The most ambitious part of the IndivuHeart project was to analyze EHT function from healthy controls (n=39) and patients with dilated or hypertrophic cardiomyopathy (DCM n= 9/HCM n=11) in a fully blinded manner. The study was designed as a prospective clinical trial with pre-specified goals, inclusion and exclusion criteria (NCT02417311 ClinicalTrials.gov). In the end, EHTs from 45 probands/patients fulfilled the prespecified quality criteria. Their contractile phenotype was evaluated over an average of 4 weeks under baseline conditions and under physiological (force-frequency-relation, post-rest-potentiation) and pharmacological stress conditions (isoprenaline, carbachol, calcium sensitizer EMD and the hERG blocker E4031). RNA sequencing data is under current evaluation. Final correlation of the hiPSC-EHT functional data with the clinical (history, ECG, echo, MRI), biomarker (e.g. CK, CKMB, cTnT, NT-proBNP) and genetic data (Illumina Panel Sequencing with the TruSight Cardio Sequencing) is still ongoing. Significant differences between hiPSC-EHTs groups were observed between DCM and healthy controls with DCM-EHTs showing more frequent arrhythmias and lower force. hiPSC from DCM patients depicted lower cardiac differentiation potential, which may point to a more general disease phenotype in these patients. Taken together, the first goal of IndivuHeart is fulfilled with a robust definition of normal values with low SD for a whole panel of healthy control hiPSC-EHT function.

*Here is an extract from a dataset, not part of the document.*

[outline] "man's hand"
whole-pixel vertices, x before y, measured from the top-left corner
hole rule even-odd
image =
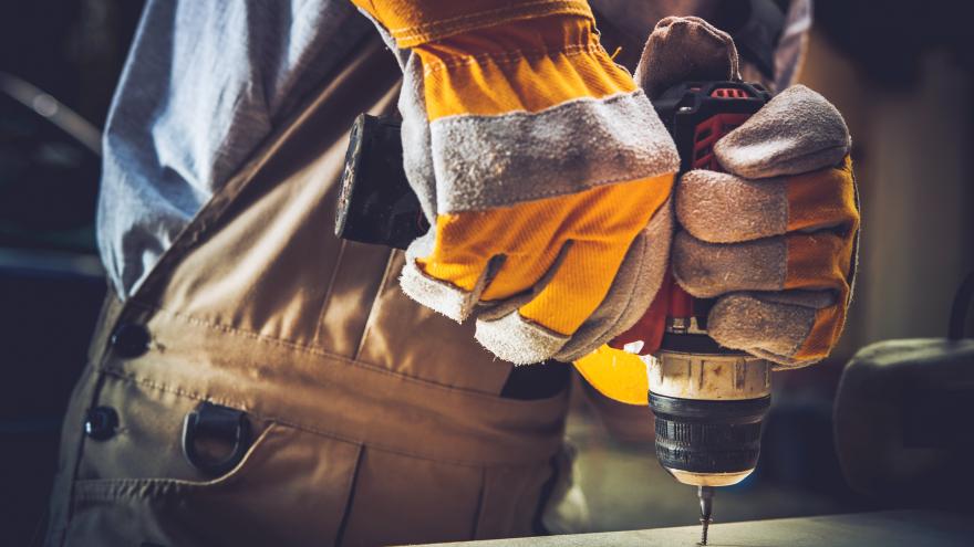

The finding that baseline phenotypes of hiPSC-EHTs varied more between probands and patients than responses to physiological or pharmacological stress tests is unexpected and should guide future studies. The 5-year follow-up clinical examination is to be done in autumn 2019 and will answer the second IndivuHeart question whether hiPSC-EHT function has value in predicting the clinical course.